Equilibrando os pratos
Por fim, o psiquiatra Guilherme Spadini também aborda como os profissionais podem encarar a rotina de trabalho de maneira mais saudável. “Primeiro, saber priorizar. Entender as situações em que o trabalho deve ser priorizado, colocando em segundo plano outras áreas da vida, e quando isso deve ser invertido. Não podemos nos deixar levar pelas demandas de forma impensada. É importante ser atento e deliberado na forma como alocamos a nossa energia. Procurar sempre ter alguma conexão pessoal com o trabalho, em termos de valores e propósito também é útil.

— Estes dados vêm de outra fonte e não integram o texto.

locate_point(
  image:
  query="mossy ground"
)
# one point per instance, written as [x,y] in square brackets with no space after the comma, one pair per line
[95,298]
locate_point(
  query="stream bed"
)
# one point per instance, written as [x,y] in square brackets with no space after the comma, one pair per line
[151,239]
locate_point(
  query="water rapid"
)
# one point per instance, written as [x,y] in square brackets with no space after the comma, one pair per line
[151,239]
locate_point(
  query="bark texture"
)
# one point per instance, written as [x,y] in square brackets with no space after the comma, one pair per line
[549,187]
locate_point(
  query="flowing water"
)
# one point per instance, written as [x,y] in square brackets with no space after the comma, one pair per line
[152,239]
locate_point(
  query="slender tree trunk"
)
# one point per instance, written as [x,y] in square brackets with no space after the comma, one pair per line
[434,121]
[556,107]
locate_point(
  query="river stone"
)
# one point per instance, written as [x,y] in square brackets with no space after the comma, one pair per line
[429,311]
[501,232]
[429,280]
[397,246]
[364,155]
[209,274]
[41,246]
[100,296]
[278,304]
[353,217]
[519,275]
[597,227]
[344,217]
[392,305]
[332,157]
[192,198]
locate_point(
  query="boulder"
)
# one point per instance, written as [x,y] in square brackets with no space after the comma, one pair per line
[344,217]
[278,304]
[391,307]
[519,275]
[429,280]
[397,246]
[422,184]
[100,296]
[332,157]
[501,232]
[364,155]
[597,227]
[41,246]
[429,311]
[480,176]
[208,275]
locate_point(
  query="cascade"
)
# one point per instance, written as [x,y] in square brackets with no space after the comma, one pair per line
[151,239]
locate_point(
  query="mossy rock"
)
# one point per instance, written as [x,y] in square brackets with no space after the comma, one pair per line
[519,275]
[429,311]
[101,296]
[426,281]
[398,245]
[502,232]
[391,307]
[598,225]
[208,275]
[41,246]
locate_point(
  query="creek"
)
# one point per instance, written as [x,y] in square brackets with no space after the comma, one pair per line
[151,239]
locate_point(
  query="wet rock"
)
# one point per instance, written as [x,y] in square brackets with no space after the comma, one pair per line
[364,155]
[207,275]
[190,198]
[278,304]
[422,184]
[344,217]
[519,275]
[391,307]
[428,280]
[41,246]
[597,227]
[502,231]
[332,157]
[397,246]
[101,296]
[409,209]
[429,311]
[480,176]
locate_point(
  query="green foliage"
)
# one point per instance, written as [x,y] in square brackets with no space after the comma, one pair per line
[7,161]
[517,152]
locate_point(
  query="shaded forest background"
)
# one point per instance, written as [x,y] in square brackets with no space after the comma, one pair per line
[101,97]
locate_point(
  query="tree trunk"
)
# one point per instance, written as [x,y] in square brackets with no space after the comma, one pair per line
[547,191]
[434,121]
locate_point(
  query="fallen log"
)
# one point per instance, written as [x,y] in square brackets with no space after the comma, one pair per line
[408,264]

Sem isso, o trabalho fica maçante e o burnout se apresenta mais facilmente”, aponta.
No entanto, o professor da The School of Life faz um alerta: “Por outro lado, quando temos essa forte conexão com o trabalho, há o risco de mergulhar de cabeça e não lidar bem com a ineficiência. É muito importante saber curtir o ócio, a diversão, o lazer. Precisamos ter tempo para nós mesmos, para outros planos, para cuidar de pequenas coisas, o que chamamos de pequenos rituais diários: exercícios físicos, regar as plantas, ler um livro, varrer o chão. E ainda tem as obrigações da vida que não são trabalho: cuidar da casa, se alimentar corretamente, pagar contas, trocar lâmpadas, enfim. O que quero dizer é que existe um equilíbrio para tudo”, reflete.